Design Space Exploration of Approximate Computing Techniques with a Reinforcement Learning Approach
Sepide Saeedi, Alessandro Savino, Stefano Di Carlo
TL;DR
The paper tackles the challenge of selecting appropriate AxC techniques to balance accuracy, power, and execution time. It proposes an RL-based, multi-objective Design Space Exploration framework that models approximate operators and variable selections and uses Q-learning to optimize trade-offs. Experimental evaluation on Matrix Multiplication and FIR benchmarks with EvoApproxLib operators shows the method can produce configurations that satisfy target thresholds and reveals task-dependent learnability. The work demonstrates a promising direction for automated AxC design and outlines clear avenues for improving learning strategies and generalization.
Abstract
Approximate Computing (AxC) techniques have become increasingly popular in trading off accuracy for performance gains in various applications. Selecting the best AxC techniques for a given application is challenging.

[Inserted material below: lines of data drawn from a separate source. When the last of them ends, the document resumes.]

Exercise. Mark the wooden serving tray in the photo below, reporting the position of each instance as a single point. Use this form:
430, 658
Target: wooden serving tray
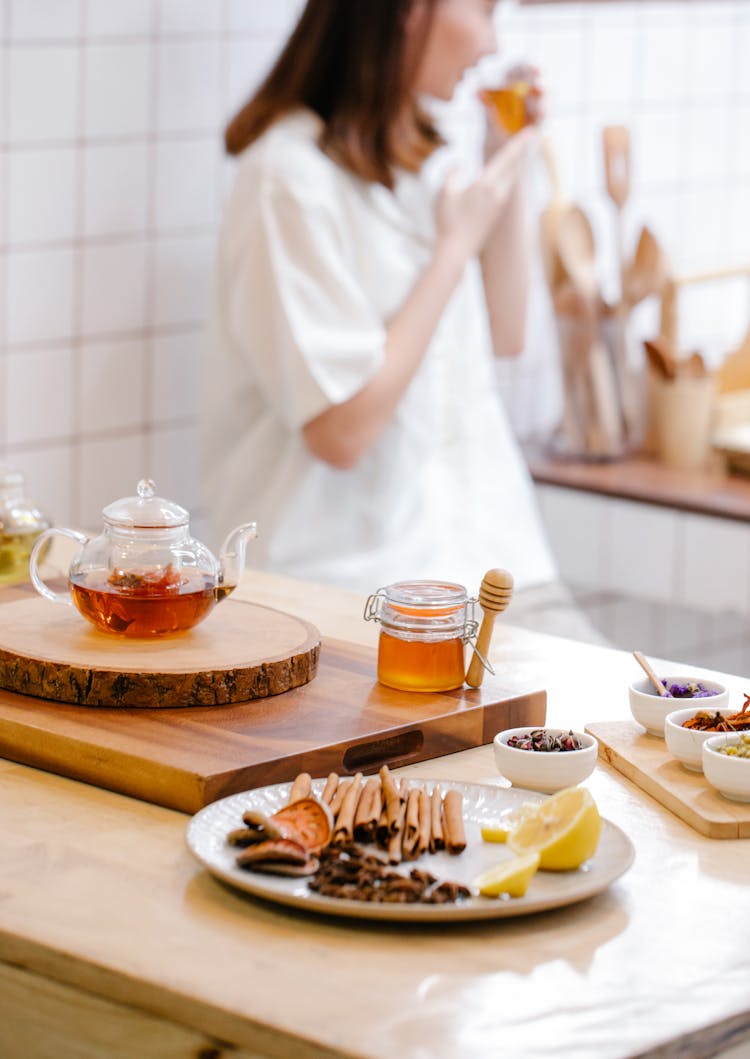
239, 651
645, 760
342, 721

Among proposed approaches for exploring the design space, Machine Learning approaches such as Reinforcement Learning (RL) show promising results. In this paper, we proposed an RL-based multi-objective Design Space Exploration strategy to find the approximate versions of the application that balance accuracy degradation and power and computation time reduction. Our experimental results show a good trade-off between accuracy degradation and decreased power and computation time for some benchmarks.